The second reason to mention barf bag is that we're on vacation.

Sounds bad, doesn't it? I'll explain.

I took the kids and traveled back to the Midwest to visit friends and family. Now that Desert Boy is toilet trained, it makes traveling easier. For the most part.

On the plane he had to pee. So I took him and Emma to the cramped little lavatory. Then he had to go again, but Emma was sound asleep in my arms, so I sent him back on his own. A mom was sitting next to the door, and bless her heart, she let him in and ignored everything that went on as he left the door open behind him.

We were in the final descent when Desert Boy informed me he had to pee again. I remembered back to a random thought I had had pre-travel, when I had decided to put him in a pull-up for the plane flight. But that random thought had fluttered away as quickly as it had fluttered in. He wasn't wearing a pull-up, he was wearing baseball underwear, with little absorbing power.

I told Desert Boy he would have to wait a little bit, and since he usually gives me a 10-minute warning, he was okay with that.

We got closer to the ground, and he told me again that he had to pee. I told him he'd have to wait a little bit longer. He made a face, but didn't protest.

We landed and taxied forever. Finally we got to the gate and I let him out of his car seat. He stood up in the tiny space between the seats.

"Mama, I really have to pee." His eyes were bigger than usual.

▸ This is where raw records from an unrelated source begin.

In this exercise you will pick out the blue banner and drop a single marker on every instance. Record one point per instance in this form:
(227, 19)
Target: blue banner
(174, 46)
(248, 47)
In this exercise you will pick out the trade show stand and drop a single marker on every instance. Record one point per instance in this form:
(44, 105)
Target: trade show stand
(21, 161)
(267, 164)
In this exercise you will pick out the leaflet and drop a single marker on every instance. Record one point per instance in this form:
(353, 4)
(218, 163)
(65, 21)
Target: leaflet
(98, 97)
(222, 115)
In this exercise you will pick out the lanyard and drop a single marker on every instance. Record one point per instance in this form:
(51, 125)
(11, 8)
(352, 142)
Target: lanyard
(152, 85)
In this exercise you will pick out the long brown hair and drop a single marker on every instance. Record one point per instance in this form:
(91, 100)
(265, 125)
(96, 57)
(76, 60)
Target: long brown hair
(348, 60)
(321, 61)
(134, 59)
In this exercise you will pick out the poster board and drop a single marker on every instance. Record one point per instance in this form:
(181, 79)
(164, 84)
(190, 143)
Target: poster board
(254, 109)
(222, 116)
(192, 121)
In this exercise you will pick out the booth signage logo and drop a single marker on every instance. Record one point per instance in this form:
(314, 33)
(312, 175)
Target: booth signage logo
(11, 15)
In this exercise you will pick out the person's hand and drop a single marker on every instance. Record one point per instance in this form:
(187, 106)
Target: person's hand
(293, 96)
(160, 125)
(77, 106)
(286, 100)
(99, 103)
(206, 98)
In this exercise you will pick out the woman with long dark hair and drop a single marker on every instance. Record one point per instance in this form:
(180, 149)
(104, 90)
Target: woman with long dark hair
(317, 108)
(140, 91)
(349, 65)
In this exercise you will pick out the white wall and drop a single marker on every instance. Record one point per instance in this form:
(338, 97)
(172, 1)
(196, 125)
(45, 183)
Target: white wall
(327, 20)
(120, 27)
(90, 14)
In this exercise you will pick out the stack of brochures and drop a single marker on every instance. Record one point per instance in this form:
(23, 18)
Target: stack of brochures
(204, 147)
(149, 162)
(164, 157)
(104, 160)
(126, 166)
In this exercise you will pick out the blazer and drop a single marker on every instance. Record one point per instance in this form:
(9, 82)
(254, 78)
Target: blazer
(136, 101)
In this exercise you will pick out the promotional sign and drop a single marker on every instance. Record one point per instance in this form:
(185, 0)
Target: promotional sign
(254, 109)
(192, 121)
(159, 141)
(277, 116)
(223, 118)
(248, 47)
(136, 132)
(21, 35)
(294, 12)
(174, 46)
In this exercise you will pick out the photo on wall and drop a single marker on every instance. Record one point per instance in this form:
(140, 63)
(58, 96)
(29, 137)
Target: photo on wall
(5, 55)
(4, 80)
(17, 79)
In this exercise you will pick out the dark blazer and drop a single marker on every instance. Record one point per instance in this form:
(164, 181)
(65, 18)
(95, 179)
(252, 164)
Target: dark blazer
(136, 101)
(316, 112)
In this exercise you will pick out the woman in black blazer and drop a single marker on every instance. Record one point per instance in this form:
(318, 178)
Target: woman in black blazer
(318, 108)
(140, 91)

Uh oh.

This was an emergency. People were already standing in the aisle, so I couldn't even take him on a mad dash to the lavatory and beg for forgiveness. If I didn't do something immediately, I was going to have a wailing kid with very wet clothes and a smelly puddle on the plane.

My mind flashed to a bottle. If I just had a bottle, he could pee into it. That's what we use on long trips in the cave. (Note: Do not also take lemon-lime gatorade into the cave if you also take a pee bottle. They are the same color in the glow of a headlight. Just saying.)

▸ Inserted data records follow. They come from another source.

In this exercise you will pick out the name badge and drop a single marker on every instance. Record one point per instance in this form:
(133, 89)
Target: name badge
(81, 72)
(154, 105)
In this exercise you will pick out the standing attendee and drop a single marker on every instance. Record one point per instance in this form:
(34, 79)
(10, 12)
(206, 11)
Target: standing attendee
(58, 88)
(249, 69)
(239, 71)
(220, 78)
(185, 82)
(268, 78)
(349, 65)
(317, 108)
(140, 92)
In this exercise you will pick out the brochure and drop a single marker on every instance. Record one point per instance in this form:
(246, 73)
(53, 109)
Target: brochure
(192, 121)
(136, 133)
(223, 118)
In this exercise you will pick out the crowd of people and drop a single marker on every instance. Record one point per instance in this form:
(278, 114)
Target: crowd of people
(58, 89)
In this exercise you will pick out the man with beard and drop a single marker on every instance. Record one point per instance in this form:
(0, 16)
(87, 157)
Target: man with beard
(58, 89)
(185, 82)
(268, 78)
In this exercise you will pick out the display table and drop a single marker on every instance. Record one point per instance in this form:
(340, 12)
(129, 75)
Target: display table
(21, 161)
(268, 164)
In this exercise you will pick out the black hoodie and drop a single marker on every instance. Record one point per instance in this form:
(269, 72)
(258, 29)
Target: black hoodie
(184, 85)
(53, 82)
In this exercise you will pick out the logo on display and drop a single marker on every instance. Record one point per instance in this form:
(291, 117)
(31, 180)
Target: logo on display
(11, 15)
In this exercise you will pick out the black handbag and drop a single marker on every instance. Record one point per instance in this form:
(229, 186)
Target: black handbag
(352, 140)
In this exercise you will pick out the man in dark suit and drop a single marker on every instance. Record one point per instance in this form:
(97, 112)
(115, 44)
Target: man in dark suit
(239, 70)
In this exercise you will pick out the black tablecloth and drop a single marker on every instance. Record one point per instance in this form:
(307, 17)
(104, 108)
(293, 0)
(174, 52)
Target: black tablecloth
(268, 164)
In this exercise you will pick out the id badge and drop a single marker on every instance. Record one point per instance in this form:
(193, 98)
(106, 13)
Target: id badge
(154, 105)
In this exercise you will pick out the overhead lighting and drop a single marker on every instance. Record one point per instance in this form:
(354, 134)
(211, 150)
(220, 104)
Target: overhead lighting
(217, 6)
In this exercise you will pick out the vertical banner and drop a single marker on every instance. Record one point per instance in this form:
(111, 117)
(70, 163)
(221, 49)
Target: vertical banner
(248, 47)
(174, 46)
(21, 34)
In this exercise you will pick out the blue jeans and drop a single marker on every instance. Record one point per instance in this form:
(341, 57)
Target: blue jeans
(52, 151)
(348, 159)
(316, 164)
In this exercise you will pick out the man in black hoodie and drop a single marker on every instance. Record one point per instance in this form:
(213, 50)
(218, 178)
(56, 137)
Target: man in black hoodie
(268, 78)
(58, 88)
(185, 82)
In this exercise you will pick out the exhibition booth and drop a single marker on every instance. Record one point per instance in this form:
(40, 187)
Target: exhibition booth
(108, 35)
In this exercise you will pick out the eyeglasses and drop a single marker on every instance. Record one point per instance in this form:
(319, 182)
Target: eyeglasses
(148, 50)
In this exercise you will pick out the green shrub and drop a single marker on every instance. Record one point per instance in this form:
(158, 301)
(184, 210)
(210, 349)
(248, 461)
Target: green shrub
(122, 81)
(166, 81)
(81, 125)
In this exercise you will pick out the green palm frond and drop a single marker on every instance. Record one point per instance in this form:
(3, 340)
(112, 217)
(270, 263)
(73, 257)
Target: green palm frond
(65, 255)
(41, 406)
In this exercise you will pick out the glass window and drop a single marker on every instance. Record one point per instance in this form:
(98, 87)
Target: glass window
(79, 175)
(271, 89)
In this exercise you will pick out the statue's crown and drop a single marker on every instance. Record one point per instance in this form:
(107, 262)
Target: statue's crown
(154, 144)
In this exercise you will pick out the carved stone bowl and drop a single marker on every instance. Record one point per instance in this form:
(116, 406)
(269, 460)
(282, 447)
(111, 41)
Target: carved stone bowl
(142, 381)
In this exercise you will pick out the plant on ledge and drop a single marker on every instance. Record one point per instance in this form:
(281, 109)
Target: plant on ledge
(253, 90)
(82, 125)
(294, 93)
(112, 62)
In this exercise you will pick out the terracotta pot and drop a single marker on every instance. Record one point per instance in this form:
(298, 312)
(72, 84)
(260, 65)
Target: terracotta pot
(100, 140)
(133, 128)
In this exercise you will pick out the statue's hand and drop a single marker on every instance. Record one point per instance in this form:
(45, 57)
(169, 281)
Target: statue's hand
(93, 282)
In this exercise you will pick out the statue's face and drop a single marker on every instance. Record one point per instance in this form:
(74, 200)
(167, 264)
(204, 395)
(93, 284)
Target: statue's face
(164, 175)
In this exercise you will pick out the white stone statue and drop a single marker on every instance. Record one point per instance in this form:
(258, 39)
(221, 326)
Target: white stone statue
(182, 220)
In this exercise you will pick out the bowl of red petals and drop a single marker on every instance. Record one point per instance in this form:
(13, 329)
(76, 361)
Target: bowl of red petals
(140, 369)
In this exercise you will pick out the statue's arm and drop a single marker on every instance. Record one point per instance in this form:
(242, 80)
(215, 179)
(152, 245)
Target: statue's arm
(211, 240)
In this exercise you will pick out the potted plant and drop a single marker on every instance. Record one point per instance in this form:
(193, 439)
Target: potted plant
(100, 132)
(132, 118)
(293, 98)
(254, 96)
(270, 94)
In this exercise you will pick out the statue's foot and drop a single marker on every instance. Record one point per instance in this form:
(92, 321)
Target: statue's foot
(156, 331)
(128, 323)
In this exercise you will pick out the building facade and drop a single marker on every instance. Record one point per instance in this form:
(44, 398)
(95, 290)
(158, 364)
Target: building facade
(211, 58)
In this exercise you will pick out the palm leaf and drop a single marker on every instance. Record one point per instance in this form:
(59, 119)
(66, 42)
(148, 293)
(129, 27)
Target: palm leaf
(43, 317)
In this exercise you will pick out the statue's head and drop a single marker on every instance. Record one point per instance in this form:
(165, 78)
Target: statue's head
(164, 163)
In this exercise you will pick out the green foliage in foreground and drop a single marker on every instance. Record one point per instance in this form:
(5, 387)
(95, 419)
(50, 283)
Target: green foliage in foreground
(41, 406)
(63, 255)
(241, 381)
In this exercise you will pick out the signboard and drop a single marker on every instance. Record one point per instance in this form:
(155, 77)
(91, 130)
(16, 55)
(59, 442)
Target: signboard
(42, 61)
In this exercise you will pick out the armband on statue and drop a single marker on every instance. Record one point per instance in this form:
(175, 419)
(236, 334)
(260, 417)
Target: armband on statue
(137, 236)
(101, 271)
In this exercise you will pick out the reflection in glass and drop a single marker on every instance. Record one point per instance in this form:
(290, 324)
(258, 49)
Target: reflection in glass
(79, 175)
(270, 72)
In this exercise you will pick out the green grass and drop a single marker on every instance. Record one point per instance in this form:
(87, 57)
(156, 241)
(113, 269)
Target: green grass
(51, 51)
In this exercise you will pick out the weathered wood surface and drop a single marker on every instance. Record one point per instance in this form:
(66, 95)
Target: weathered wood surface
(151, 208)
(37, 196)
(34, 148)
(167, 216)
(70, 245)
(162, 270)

I had a bottle, but it was half-full of water and buried in my bag, and by the time I pulled it out and dumped it out somewhere (but where?), it would be too late.

I had no ziplocks.

Emma's diapers were buried.

But I did have a barf bag, conveniently located in the seat pocket. I whipped it out, told Desert Boy to pee into it, and did my best to provide a modicum of privacy as people shuffled their way off the plane.

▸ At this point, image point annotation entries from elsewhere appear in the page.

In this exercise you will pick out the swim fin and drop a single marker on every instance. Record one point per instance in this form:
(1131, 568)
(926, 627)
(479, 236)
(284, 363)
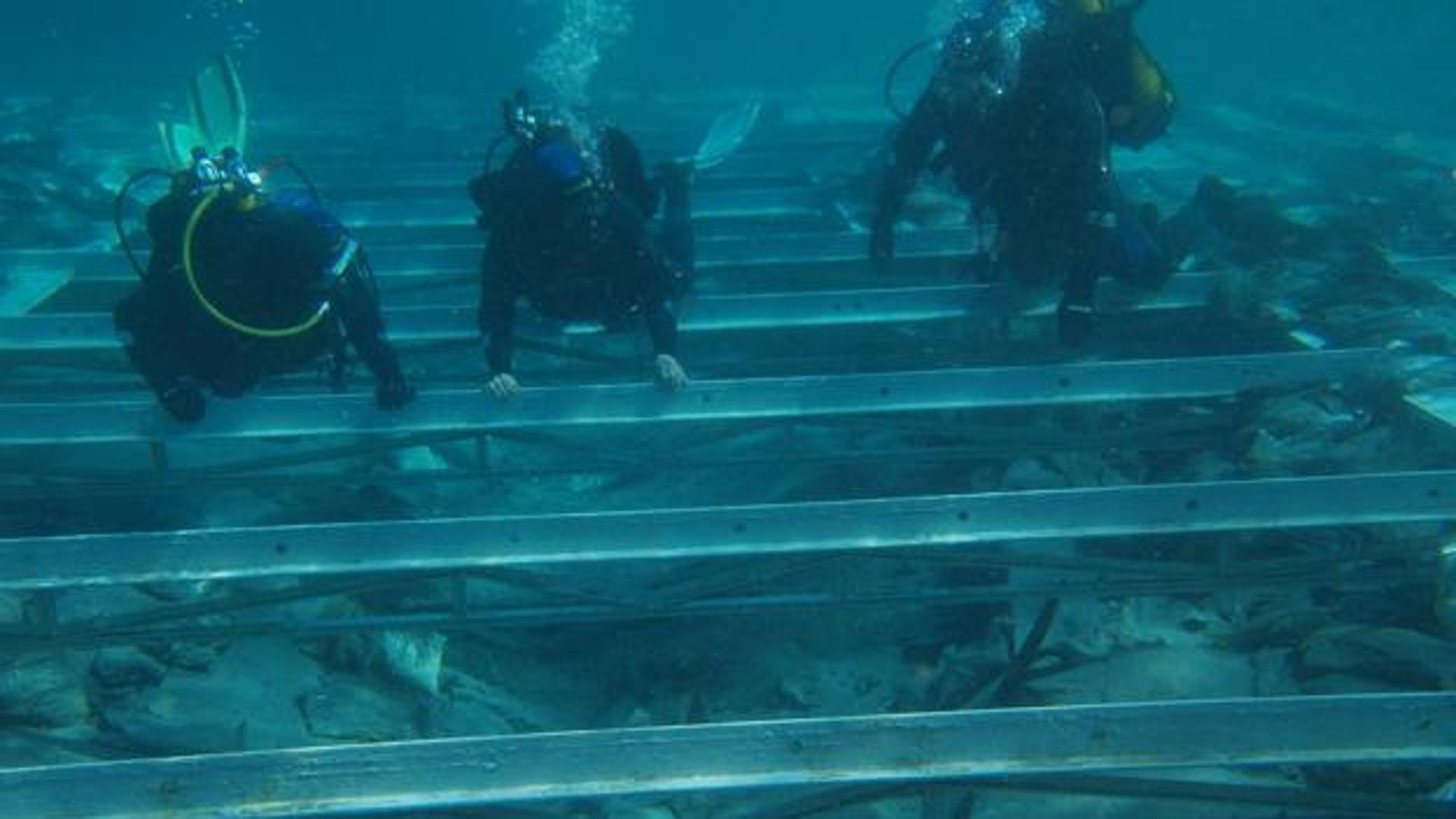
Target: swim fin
(218, 111)
(727, 134)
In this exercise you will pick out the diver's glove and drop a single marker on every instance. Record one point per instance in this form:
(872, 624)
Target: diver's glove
(185, 403)
(883, 245)
(394, 392)
(1074, 322)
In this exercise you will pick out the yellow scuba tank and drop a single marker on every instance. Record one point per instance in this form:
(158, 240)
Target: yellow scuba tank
(1152, 102)
(1147, 101)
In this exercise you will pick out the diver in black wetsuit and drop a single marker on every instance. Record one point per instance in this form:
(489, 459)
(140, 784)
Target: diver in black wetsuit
(570, 229)
(243, 284)
(1027, 101)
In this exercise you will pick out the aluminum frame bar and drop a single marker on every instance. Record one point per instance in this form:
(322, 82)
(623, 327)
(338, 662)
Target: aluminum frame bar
(848, 751)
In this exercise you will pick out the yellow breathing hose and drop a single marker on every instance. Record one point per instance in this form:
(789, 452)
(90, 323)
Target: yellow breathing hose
(213, 309)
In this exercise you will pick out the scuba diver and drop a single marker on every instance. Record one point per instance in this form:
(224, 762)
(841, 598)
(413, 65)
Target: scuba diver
(1027, 99)
(242, 284)
(570, 221)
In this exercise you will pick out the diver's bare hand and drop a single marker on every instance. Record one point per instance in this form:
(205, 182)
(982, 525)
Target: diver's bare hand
(504, 387)
(670, 375)
(883, 246)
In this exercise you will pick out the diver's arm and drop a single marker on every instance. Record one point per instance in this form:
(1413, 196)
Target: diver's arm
(364, 327)
(497, 314)
(912, 150)
(657, 303)
(661, 321)
(156, 349)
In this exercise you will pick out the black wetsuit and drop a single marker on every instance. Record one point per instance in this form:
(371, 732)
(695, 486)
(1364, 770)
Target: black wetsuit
(1019, 107)
(579, 242)
(268, 267)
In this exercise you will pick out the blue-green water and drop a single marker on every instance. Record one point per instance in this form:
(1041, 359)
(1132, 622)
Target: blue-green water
(1388, 58)
(884, 493)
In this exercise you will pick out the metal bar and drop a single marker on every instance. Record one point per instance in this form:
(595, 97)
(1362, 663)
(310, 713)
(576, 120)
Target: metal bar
(121, 422)
(161, 624)
(1329, 802)
(465, 773)
(761, 311)
(91, 484)
(431, 261)
(970, 522)
(459, 212)
(1439, 404)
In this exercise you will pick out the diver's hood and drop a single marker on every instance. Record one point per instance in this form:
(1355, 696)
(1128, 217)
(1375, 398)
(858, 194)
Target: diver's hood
(1107, 6)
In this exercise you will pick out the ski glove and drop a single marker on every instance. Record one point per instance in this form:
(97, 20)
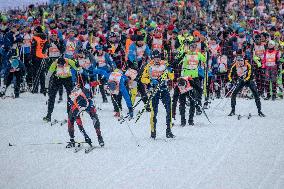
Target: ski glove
(130, 113)
(154, 82)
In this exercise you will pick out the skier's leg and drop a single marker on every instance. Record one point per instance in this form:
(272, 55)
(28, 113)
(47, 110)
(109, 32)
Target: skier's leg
(142, 92)
(253, 88)
(154, 111)
(71, 120)
(166, 100)
(96, 122)
(192, 107)
(175, 100)
(17, 83)
(51, 100)
(182, 102)
(68, 85)
(234, 96)
(60, 92)
(115, 103)
(102, 90)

Desert Boy peed, and peed, and peed. He peed like three inches in that bag.

By the time he finished, everyone else had gotten off the plane. A flight attendant asked what he could do to help me off. I was so tempted to give him the barf bag of pee, but I resisted. Barely.

We made it off the plane and had to wait for the stroller, and lots of other people were waiting for their bags. I managed to focus all my attention on the kids and ignore the little white bag I was gingerly holding. I also tried to avoid eye contact with other passengers. I didn't want to know what they were thinking.

We finally got to the terminal, and I made a beeline for the nearest garbage can. I released the barf bag, and heard the plunk as it sank all the way to the bottom. If any of the passengers waiting were wondering what I had just deposited--or why the garbage can was smelling a little rank--I didn't stick around to find out. It was time to get out of there.

We had just survived another pee adventure, and that made my day a good day.


jendoop said...

The only thing I would be thinking if I saw that is how ingenious you are! Those are the real life smarts you need to survive motherhood. I'll have to remember that trick. Hopefully Desert boy won't go around peeing in people's paper bags now ;)

I Am Woody said...

Whew! Disaster averted!! Quick thinking, my friend:)

Anonymous said...

I once had to carry a clear plastic bag of toddler vomit from a front row in a filled auditorium of @ 1,000 people,down the aisle to the back of the room. As I was leaving, a nice man with a mop & bucket was on his way to clean up the mess...but I showed him my bag and said all was fine. got to love it!

Good going DS!

A said...

There's your novel, or at least part of it, right?

We've been close to the same situation, but have always just missed disaster, and I don't know I would have been as smart as you!